Florida Gov. Rick Scott’s (R) chief election official issued new rules Monday night that could hamper absentee voting, just months before Floridians in the state’s 13th Congressional district take part in a special election to replace the late Rep. C.W. Bill Young (R). The seat was held by Republicans for decades, but is now considered a tossup.
The move surprised some election supervisors, who confirmed to ThinkProgress that Secretary of State Ken Detzner had not consulted them before announcing the change. Under the new rule, Floridians will be prohibited from dropping off their absentee ballots at “libraries, tax collectors’ branch offices and other places” and will only be allowed to mail-in their selections or deposit them at local election offices.
Detzner claims that the rule change clarifies established statutory language and establishes “uniformity,” but some supervisors fear that it could have the effect of suppressing voter turnout.
“I was surprised, to say the least,” Ann McFall, Volusia’s Supervisor of Elections told ThinkProgress. “I just have one office and no ‘drop boxes.” Under the new rules, “people who like to save postage and drop it off at an early voting site” could no longer do so. “Why create a problem when none currently exists?” she asked. “If the Secretary of State were to call me, I would ask why not wait until the winter conference in a few weeks to get ideas from the [Supervisors of Elections]?”
Pinellas County Supervisor of Elections Deborah Clark had a similar reaction. She told The Tampa Bay Times, “I’m very worried about this.
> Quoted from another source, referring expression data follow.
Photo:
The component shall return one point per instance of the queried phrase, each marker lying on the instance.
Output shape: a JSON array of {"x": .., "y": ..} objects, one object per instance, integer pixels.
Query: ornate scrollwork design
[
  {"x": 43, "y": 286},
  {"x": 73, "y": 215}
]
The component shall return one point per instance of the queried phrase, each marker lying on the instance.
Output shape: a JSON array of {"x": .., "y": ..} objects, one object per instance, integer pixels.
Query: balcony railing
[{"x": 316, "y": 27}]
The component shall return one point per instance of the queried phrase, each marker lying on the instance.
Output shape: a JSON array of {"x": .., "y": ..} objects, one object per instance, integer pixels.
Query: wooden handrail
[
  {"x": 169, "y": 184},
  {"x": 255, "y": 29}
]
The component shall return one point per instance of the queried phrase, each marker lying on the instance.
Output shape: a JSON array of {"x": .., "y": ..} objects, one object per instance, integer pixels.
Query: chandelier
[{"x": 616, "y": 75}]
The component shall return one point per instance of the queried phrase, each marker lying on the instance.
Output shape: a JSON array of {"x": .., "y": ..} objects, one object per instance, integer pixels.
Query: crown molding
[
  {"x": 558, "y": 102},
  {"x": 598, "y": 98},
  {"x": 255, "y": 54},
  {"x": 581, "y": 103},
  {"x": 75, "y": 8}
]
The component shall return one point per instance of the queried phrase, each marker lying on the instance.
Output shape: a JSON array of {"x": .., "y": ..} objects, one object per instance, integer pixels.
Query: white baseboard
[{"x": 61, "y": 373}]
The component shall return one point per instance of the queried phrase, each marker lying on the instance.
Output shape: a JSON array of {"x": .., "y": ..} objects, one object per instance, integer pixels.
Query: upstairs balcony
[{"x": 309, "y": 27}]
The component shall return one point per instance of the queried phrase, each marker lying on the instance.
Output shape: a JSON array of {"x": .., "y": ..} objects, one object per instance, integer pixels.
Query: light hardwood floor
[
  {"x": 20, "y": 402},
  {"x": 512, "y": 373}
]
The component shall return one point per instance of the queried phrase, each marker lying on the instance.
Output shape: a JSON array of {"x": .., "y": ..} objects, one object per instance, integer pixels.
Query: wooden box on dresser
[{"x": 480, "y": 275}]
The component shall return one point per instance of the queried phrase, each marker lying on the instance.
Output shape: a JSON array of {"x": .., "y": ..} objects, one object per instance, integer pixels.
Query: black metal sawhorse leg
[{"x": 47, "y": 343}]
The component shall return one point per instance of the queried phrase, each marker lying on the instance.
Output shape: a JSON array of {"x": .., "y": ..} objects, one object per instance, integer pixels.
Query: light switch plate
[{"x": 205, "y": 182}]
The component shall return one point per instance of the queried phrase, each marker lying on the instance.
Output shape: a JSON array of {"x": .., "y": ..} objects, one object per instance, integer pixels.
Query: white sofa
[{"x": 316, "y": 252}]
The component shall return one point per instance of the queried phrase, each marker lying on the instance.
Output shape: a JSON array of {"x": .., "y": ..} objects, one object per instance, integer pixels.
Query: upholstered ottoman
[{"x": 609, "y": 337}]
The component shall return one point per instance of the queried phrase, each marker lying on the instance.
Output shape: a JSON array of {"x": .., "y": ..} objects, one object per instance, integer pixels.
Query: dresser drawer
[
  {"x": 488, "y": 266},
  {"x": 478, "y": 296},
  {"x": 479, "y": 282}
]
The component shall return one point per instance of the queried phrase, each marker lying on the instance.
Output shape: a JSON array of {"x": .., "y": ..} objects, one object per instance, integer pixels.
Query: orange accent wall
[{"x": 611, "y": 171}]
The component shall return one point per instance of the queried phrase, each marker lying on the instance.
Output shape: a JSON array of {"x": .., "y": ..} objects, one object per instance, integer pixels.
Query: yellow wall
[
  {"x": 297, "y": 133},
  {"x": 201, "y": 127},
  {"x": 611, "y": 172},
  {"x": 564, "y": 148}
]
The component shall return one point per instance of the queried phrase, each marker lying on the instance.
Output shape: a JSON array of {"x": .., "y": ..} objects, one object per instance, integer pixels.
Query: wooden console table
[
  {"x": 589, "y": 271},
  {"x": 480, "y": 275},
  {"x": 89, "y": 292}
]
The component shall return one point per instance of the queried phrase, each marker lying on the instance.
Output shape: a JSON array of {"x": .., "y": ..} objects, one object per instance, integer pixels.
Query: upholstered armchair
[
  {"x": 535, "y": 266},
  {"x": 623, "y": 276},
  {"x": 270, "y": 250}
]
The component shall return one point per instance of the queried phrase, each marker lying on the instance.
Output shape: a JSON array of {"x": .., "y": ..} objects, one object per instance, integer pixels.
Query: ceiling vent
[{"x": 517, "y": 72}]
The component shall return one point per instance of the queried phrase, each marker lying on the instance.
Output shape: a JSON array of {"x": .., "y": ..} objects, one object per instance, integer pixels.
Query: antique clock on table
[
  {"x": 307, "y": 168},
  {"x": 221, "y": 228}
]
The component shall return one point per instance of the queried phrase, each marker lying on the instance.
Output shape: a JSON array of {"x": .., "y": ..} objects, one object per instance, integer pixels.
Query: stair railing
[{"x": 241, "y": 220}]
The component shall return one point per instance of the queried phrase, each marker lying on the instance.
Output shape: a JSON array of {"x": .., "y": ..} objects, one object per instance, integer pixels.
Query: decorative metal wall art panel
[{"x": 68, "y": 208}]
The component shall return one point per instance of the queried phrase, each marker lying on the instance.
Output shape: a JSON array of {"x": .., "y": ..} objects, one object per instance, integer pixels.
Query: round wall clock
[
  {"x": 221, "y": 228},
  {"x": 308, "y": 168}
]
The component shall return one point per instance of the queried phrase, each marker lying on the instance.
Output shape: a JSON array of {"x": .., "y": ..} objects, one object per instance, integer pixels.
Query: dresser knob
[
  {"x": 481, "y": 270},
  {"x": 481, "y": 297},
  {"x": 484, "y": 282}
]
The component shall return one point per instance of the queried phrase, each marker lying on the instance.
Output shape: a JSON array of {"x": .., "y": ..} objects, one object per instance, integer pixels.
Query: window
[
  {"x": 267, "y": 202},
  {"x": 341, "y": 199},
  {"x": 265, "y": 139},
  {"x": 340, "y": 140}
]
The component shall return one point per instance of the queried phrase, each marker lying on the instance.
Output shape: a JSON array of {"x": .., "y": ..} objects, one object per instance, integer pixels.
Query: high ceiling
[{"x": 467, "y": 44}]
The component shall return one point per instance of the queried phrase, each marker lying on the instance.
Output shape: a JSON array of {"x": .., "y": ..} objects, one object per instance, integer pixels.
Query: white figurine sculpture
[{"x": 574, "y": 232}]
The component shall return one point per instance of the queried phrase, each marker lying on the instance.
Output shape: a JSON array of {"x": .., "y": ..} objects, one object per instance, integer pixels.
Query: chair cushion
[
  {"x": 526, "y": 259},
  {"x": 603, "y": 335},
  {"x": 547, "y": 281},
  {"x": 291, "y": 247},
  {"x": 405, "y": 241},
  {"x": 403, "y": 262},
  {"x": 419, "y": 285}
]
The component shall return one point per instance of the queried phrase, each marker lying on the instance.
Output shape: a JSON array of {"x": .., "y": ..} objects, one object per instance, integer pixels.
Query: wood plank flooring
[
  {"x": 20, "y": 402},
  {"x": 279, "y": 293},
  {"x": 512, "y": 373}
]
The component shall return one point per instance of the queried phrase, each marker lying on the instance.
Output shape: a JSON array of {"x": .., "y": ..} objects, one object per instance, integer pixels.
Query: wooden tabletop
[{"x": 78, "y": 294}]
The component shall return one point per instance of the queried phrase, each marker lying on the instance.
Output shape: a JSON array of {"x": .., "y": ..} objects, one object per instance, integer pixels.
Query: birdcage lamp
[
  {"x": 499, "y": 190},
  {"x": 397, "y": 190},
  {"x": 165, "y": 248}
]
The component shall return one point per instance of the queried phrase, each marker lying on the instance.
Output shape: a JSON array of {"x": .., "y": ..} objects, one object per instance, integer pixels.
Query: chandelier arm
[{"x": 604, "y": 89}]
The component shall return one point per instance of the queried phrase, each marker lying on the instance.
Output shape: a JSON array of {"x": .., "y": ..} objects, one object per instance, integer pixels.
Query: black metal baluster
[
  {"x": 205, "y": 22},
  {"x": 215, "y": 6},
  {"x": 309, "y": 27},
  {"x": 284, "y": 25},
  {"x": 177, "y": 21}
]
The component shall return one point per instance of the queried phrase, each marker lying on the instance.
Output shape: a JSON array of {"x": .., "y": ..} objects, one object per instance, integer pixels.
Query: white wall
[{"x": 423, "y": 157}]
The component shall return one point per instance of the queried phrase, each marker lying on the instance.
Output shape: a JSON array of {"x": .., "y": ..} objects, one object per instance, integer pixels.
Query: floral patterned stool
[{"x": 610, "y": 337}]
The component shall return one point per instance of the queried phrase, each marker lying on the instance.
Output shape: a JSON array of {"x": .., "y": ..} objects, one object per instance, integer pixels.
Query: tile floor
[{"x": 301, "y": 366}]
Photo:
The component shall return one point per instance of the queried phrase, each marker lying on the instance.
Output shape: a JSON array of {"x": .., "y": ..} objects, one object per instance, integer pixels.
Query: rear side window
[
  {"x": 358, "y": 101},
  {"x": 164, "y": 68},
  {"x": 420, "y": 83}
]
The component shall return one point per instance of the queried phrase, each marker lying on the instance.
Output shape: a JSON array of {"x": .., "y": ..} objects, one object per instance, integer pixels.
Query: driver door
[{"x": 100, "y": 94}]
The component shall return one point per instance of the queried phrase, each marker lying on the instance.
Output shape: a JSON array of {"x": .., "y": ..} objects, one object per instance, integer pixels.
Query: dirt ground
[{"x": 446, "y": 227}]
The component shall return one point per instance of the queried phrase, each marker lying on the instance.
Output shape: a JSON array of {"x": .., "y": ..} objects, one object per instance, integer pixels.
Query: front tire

I’m just stunned.” Pinellas county “has used dropoff sites since 2008 and used 14 in the 2012 general election,” when 42 percent of the county’s absentee ballot total were left at dropoff sites.
Duval County Supervisor of Elections Jerry Holland added that the rule would not impact his county, as Duval is one of two that pays for a return postage on an absentee ballot, and disputed charges of voter suppression. “[V]oters will overcome any obstacle and vote, the ballot is designed to be mailed and the voter has not lost that option,” he said.
Detzner has a history of limiting voters’ access, however. In 2012, the state created a voter purge list full of suspected non-citizens, which was mainly comprised of Latino, African and Asian Americans. The list was full of mistakes, targeting U.S. citizens because of a misspelled name or outdated address. County election supervisors refused to go along with the purge, and the Justice Department sued over possible racial discrimination. Detzner eventually apologized for the effort.